The ‘Dakar Declaration,’ adopted in principle by 21 African countries after the first African sub-regional conference on the implementing the Global Plan for Road Safety in Dakar, Senegal, includes actions to enhance data capture, analysis, sharing and coordination to shape better road safety policies.
During the three-day event in early March that was hosted the National Road Safety Agency of Senegal (ANASER) and co-sponsored by WHO, Senegal’s Transport Minister committed to ratifying the African Union [AU] Charter for Road Safety; a crucial pan-African political framework for action and collaboration.
The AU Road Safety Charter will provide a legal and policy framework for road safety on the continent. It aims to strengthen regional and national road safety policies and actions, boost coordination, and enhance the role of business and civil society. Four more countries must ratify the charter for it to come into force, and a number of countries expressed a willingness to sign up.
The conference brought representatives for 21 African governments, regional bodies and civil society organizations together to address key issues in implementing the Global Plan for the Decade of Action for Road Safety 2021-2030. This included the role of lead road safety agencies, legislation and regional policies, and strengthening data systems to improve policies and actions.

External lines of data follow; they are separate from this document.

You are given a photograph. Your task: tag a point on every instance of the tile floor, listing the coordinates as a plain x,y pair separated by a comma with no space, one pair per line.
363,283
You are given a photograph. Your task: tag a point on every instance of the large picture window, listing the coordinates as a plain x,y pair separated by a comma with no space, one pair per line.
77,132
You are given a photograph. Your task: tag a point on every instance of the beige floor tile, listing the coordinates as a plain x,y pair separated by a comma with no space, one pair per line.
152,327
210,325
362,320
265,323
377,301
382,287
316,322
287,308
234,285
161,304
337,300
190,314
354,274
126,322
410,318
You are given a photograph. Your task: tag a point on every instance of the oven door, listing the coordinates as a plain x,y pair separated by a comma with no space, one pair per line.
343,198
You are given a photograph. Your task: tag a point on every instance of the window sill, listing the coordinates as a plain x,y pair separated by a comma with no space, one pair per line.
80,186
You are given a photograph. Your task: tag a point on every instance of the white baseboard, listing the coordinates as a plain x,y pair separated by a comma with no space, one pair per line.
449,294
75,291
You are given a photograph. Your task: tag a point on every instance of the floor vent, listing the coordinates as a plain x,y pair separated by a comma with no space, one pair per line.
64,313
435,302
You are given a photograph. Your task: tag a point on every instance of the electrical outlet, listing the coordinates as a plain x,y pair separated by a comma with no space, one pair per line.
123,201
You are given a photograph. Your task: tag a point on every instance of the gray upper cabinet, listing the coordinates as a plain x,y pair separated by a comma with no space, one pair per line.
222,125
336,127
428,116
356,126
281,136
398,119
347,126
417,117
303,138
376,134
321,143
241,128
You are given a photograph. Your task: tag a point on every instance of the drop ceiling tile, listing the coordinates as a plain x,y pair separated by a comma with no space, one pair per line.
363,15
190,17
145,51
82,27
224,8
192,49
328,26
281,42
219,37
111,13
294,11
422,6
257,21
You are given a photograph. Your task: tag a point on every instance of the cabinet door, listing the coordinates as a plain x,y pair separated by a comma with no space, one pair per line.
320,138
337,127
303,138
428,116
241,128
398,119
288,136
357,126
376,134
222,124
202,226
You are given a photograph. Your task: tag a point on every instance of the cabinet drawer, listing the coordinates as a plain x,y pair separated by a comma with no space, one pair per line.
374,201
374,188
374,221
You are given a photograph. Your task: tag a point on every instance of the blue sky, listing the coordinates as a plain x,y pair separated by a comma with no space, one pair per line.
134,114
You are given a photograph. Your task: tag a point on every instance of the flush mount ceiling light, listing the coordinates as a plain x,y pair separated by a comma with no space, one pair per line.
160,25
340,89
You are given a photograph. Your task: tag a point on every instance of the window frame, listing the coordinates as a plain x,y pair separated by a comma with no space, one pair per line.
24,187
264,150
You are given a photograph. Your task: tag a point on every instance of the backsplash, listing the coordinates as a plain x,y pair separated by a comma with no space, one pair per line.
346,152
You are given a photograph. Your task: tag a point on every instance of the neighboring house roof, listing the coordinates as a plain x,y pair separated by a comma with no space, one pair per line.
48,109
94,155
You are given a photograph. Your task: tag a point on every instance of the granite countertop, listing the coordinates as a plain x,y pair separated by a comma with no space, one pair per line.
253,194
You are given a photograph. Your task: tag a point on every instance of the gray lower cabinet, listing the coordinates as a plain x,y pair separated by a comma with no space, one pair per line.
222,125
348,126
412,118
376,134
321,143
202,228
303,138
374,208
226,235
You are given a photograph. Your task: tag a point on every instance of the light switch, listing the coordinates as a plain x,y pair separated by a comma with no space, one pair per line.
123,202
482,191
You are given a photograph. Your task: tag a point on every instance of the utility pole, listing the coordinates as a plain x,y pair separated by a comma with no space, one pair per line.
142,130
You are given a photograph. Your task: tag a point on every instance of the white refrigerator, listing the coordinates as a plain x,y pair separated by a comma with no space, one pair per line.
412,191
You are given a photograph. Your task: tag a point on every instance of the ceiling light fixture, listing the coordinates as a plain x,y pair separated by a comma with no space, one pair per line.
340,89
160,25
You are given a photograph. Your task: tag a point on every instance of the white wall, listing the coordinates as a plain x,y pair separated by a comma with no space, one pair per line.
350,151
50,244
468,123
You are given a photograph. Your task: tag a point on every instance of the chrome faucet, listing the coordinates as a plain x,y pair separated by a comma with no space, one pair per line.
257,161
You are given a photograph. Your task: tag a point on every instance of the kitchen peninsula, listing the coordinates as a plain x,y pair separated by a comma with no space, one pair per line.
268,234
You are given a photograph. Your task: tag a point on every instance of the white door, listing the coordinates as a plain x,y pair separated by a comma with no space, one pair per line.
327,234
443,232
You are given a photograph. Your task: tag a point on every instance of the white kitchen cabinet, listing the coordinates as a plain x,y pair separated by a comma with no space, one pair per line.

The Dakar Declaration, currently being finalized, is in line with the work of the African Road Safety Observatory, which works to harmonize road safety related indicators across the continent. It features the principles of the ‘Safe Systems’ approach to road safety, which recognises that road transport is a complex system with interconnecting elements that all affect each other, and that only tackling these issues holistically will lead to zero deaths.